High violet

The National

par Jérôme Florio le 20/06/2010

Note: 7.0    

Le titre en forme d'état d'alerte, "High violet", était un teaser efficace qui laissait présager le meilleur pour le cinquième album de The National. On l'imaginait sur la même ligne que le précédent "Boxer" (2007), qui sonnait bien, dialoguait avec son époque. Autant l'avouer, on n'arrive pas à dégager une impression claire à l'écoute de ce nouveau disque d'un groupe désormais incontournable dans le paysage de la musique indépendante américaine.

"High violet" montre que The National a trouvé une signature sonore immédiatement reconnaissable. C'est une oeuvre d'art contemporain qui a été choisie comme illustration sur la pochette : on pourrait aussi comparer le son du disque à la noirceur élégante et épaisse, qui sait aussi réfléchir la lumière, des tableaux de Pierre Soulages – mais comme pour ces derniers, la répétition peut engendrer de la lassitude.
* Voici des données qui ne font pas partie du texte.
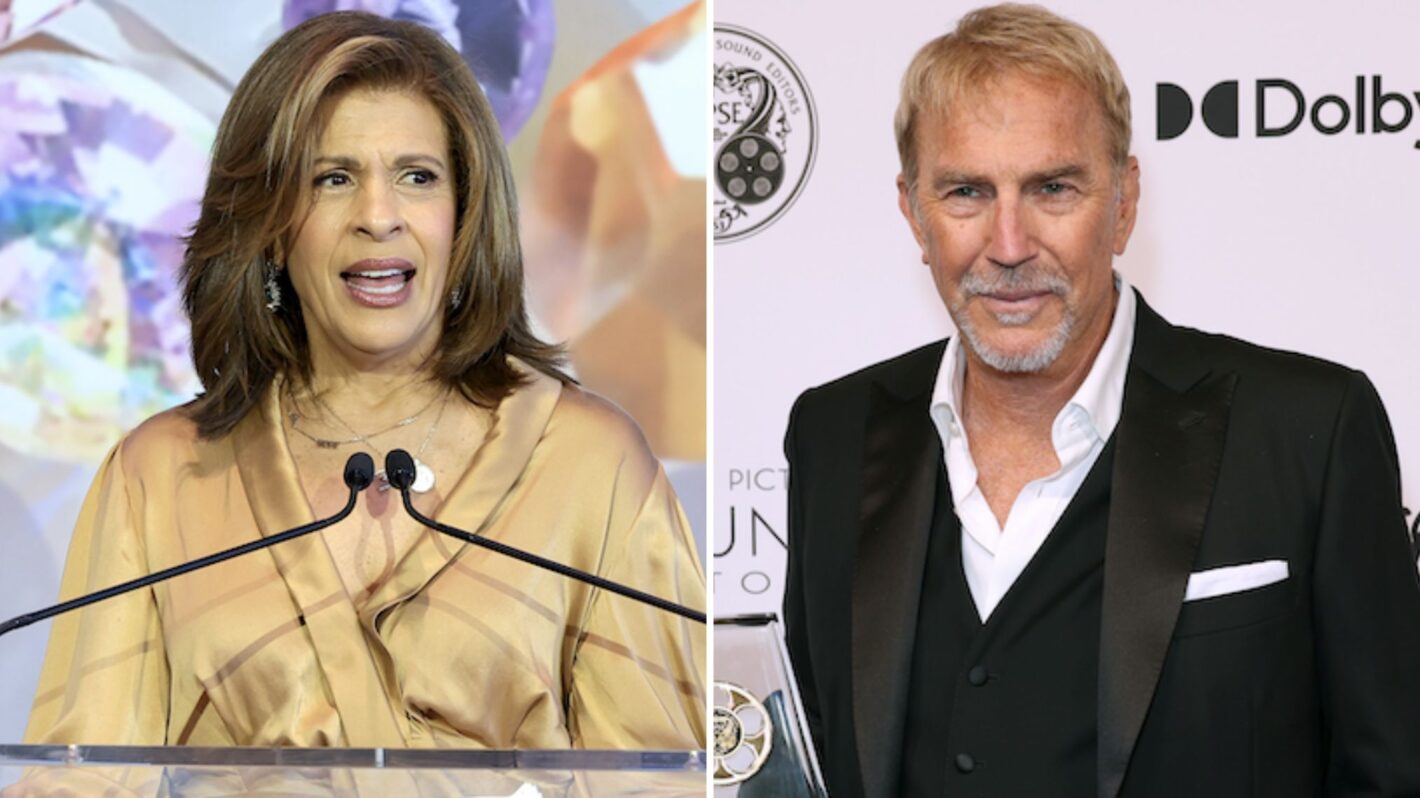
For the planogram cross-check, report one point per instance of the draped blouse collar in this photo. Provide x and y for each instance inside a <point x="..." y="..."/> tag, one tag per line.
<point x="347" y="639"/>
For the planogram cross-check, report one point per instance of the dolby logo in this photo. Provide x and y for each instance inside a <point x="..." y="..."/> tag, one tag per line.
<point x="1281" y="108"/>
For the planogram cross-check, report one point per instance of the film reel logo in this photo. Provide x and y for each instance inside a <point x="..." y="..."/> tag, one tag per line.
<point x="766" y="134"/>
<point x="743" y="734"/>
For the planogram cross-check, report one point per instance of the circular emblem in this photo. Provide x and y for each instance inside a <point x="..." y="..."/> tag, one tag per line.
<point x="766" y="134"/>
<point x="743" y="734"/>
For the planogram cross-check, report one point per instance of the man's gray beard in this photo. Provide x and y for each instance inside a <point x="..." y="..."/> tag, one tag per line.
<point x="1020" y="362"/>
<point x="1014" y="279"/>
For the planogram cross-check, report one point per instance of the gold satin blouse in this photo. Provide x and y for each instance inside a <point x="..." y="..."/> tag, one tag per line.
<point x="459" y="648"/>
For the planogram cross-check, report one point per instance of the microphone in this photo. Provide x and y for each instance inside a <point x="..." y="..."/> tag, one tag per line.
<point x="359" y="473"/>
<point x="399" y="470"/>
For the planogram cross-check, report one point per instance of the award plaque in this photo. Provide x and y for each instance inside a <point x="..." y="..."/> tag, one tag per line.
<point x="761" y="747"/>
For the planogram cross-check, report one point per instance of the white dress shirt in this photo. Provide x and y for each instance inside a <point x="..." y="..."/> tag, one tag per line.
<point x="991" y="557"/>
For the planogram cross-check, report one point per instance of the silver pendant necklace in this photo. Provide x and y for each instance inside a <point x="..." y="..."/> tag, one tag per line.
<point x="423" y="474"/>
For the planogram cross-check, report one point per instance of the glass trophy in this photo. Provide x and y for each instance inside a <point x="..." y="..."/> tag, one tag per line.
<point x="761" y="747"/>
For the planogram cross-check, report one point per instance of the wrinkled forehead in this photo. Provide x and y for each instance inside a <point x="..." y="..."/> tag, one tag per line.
<point x="1047" y="117"/>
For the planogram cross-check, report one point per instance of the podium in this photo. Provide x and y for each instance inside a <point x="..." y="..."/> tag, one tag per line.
<point x="340" y="773"/>
<point x="760" y="739"/>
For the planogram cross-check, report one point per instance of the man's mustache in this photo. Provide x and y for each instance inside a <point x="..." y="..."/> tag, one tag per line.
<point x="1018" y="279"/>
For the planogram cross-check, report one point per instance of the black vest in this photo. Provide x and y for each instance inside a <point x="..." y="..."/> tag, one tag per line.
<point x="1010" y="707"/>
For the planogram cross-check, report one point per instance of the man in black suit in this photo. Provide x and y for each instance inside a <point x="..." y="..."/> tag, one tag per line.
<point x="1078" y="550"/>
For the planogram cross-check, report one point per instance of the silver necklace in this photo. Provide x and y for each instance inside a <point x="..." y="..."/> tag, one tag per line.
<point x="423" y="474"/>
<point x="294" y="416"/>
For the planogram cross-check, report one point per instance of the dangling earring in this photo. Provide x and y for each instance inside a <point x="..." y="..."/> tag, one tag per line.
<point x="273" y="288"/>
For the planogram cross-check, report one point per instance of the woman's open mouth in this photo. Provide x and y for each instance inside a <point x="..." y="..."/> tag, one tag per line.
<point x="379" y="286"/>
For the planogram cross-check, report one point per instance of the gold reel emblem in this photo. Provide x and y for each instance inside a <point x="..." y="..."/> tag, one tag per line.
<point x="743" y="734"/>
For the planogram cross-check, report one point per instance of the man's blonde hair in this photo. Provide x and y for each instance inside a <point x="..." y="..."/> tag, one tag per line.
<point x="1000" y="40"/>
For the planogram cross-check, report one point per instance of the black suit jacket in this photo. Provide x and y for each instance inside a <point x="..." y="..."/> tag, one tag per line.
<point x="1226" y="453"/>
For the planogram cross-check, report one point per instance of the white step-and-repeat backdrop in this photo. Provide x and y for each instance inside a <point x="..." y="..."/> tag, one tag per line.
<point x="1287" y="216"/>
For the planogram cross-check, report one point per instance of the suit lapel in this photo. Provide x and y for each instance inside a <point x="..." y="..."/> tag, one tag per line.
<point x="900" y="455"/>
<point x="1169" y="449"/>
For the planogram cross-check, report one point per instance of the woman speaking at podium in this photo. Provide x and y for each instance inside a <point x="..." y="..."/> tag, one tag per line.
<point x="355" y="283"/>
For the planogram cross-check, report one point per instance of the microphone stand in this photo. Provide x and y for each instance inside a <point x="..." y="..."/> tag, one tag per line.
<point x="401" y="473"/>
<point x="358" y="476"/>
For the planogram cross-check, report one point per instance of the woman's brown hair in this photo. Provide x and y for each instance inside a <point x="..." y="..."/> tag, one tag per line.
<point x="260" y="165"/>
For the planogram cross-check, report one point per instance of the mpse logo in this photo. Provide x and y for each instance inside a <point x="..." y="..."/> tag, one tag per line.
<point x="1281" y="107"/>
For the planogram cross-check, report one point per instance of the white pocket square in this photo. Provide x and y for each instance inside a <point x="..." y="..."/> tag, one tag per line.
<point x="1234" y="578"/>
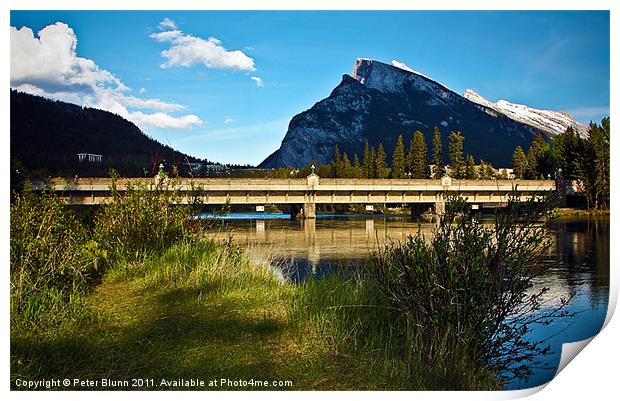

La recherche d'un climax est la porte de sortie obligée pour "Terrible love", "Little faith", "Sorrow", "Conversation 16" (arrangée par Richard Parry de Arcade Fire)... Pour y arriver, c'est toujours à peu près le même mode opératoire : une batterie toute en roulements comme une mitraillette au ralenti installe une pulsation hypnotique ; les couches de guitares ou de claviers se superposent ("Afraid of everyone" en est la caricature et "Runaway" carrément faible) ; Matt Berninger pioche dans son stock de courtes phrases mi-évocatrices mi-sibyllines, en choisit une qu'il répète ad lib, parfois reprise à l'unisson en fin de chanson.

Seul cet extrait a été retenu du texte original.